- Classification: Protestant
- Theology: confessional Reformed
- Governance: Presbyterian
- Associations: World Reformed Fellowship
- Region: Myanmar
- Founder: Rev. Dr. Thang Bwee
- Origin: 1992 Chin State, Myanmar
- Congregations: 40
- Members: 7,000
- Ministers: 36

= Reformed Evangelical Church of Myanmar =

The Evangelical Reformed Church of Myanmar is a Reformed, Christian Church in the country of Myanmar (formerly Burma). It holds to the Westminster Confession of Faith

== History ==
The church was formally organised in 1998. It was established by Rev. Dr. Thang Bwee. Main activities and church planting is located in the Southern part of Chin State. For many years the church struggled without help. In the early 2000s, the denomination suffered a split because some pastors questioned the Reformed doctrine of church government, preferring one-man leadership over their churches. About one-third of the congregations withdrew, mostly to Pentecostal Churches. In 2003, a mission partnership was made with the Presbyterian Church of Australia, and shortly after organisation, the denomination grew to 1,800 members; by 2000 the church grew to 2,500 followers; and by 2008, the denomination had about 7,000 members and 40 churches.
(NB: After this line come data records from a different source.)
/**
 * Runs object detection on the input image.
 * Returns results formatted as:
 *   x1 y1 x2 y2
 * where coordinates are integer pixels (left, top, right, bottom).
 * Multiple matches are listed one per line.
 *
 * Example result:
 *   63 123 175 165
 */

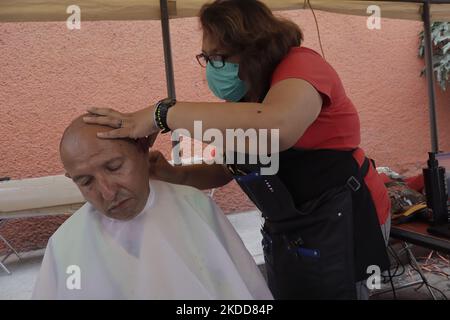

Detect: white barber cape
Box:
33 181 272 299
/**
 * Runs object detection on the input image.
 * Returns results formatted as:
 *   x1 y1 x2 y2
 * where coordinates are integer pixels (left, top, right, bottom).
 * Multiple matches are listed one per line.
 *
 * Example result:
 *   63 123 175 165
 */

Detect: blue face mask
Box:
206 62 247 102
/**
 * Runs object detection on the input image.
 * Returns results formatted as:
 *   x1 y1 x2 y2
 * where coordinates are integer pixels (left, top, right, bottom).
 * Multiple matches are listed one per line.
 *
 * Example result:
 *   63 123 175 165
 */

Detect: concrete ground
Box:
0 211 450 300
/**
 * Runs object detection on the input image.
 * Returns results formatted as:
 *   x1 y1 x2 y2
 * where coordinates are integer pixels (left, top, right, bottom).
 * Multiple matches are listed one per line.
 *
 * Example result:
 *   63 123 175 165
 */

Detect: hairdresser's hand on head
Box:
83 106 159 139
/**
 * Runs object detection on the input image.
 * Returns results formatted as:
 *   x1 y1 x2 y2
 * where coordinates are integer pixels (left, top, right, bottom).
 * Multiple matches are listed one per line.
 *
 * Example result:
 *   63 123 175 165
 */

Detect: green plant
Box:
419 22 450 91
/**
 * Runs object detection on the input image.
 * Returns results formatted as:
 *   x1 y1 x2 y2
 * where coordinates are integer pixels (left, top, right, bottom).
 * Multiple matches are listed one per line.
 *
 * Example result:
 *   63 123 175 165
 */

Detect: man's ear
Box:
138 132 158 152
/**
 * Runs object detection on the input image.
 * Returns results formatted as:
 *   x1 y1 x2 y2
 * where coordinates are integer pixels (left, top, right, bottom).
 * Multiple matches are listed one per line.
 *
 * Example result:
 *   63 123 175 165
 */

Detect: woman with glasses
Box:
85 0 390 299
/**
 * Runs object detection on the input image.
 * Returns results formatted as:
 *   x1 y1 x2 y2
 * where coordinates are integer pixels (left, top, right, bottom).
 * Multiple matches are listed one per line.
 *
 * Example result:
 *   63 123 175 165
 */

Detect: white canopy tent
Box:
0 0 450 152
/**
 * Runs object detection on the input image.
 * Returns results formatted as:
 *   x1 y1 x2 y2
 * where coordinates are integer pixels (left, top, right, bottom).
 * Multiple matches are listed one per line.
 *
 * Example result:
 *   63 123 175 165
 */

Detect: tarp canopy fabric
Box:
0 0 450 22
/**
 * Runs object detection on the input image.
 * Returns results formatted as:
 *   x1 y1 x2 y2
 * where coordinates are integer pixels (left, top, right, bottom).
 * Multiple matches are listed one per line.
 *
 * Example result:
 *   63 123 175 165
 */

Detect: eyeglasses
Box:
195 52 229 69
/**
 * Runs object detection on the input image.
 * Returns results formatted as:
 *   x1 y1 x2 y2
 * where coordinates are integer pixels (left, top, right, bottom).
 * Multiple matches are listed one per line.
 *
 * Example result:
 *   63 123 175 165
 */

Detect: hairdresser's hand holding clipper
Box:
82 0 390 299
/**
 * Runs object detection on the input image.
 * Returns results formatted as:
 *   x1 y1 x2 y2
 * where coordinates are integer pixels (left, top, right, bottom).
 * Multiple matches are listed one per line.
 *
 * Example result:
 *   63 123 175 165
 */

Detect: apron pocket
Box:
262 187 356 299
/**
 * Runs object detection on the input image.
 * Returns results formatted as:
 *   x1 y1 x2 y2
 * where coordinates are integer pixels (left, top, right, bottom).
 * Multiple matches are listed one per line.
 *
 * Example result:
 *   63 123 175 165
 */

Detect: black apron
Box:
228 148 389 299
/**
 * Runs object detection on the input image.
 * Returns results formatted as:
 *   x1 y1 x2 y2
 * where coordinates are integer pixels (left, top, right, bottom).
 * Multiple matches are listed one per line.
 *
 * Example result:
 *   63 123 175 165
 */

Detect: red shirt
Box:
271 47 390 223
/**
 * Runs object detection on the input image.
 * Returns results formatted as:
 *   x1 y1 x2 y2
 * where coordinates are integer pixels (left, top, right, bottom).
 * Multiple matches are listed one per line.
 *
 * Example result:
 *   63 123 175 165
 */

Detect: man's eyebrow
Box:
72 174 89 182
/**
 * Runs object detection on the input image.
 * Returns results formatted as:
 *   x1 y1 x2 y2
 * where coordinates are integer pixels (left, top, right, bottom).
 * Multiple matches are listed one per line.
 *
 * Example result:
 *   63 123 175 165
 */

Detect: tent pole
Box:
422 0 439 152
159 0 176 99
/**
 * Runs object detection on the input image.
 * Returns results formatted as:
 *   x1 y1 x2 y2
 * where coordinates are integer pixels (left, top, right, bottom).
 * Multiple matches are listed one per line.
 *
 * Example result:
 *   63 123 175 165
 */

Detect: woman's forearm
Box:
167 102 283 135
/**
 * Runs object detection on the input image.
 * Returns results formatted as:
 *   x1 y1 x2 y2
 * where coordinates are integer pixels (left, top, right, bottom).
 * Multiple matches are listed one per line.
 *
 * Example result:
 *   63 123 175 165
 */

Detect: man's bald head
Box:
59 115 155 220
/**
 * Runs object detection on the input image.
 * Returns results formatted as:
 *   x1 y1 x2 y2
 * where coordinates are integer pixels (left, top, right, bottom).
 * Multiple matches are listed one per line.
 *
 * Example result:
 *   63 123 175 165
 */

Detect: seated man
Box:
33 117 272 299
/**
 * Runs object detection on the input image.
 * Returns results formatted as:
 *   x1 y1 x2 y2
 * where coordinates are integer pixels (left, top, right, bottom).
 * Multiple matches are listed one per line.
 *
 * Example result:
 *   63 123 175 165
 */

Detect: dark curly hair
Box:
199 0 303 102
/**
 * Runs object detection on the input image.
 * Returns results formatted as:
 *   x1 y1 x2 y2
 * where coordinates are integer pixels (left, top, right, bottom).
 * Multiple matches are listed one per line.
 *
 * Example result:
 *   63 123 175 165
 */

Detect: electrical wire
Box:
410 258 448 300
303 0 326 60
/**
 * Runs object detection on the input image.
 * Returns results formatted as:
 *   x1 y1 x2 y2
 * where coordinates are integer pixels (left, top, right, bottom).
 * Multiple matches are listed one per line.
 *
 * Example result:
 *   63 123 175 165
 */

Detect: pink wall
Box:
0 11 450 212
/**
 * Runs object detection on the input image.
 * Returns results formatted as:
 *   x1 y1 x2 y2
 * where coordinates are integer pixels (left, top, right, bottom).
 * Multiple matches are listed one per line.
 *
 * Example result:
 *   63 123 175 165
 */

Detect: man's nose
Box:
97 177 116 201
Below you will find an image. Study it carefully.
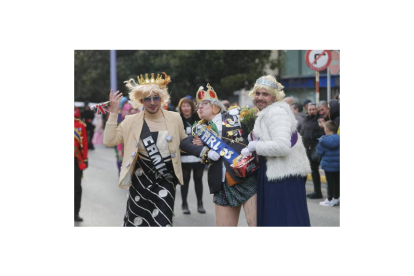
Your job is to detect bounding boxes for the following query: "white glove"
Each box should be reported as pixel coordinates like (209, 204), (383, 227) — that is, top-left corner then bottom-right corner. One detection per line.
(207, 150), (220, 161)
(241, 148), (252, 157)
(248, 140), (257, 152)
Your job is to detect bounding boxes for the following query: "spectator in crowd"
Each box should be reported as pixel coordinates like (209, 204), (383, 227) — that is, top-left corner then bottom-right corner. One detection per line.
(302, 100), (311, 113)
(318, 121), (340, 207)
(75, 107), (88, 221)
(81, 102), (95, 150)
(178, 97), (206, 215)
(300, 103), (324, 199)
(283, 97), (295, 106)
(290, 103), (306, 132)
(317, 99), (339, 133)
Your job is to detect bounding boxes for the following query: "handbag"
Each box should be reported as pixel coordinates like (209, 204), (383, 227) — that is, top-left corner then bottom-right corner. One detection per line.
(310, 144), (321, 162)
(230, 152), (259, 178)
(230, 131), (259, 178)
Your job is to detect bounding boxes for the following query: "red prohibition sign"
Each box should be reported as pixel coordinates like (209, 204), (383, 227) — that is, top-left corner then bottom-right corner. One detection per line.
(305, 50), (332, 71)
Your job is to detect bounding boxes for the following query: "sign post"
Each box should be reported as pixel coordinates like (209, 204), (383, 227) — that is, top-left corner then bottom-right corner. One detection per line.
(305, 50), (332, 103)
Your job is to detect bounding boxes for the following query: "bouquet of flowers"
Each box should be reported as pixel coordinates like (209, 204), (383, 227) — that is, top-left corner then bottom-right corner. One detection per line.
(240, 107), (257, 132)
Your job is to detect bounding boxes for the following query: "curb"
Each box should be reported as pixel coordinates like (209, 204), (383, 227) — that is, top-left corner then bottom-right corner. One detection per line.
(307, 174), (326, 184)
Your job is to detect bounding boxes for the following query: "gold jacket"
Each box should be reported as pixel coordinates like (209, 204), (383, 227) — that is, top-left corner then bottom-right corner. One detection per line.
(103, 109), (187, 189)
Presently, there are 36 ministers working both in Chin State and in Yangon Division, with Presbyterian church government.

The church celebrated its 20th anniversary on October 22, 2012.

== Theology ==

=== Creeds ===
- Apostles Creed

=== Confessions ===
- Westminster Confession of Faith
- Westminster Larger Catechism
- Westminster Shorter Catechism

== Relationship with other churches ==
The denomination is a member of the World Reformed Fellowship. Partner church relationship with the Presbyterian Church in Australia was established in 2003. The Evangelical Reformed Church is involved in church planting; they have planted 3 congregations around the wider Yangon area including Tarmwe, Htauk Kyant, and Tada townships. The ERC also has a relationship with the Reformed Church in America.

== Education and Seminary ==
The Reformed Bible Institute was formed in June 2000 and offers the degree of Bachelor of Theology.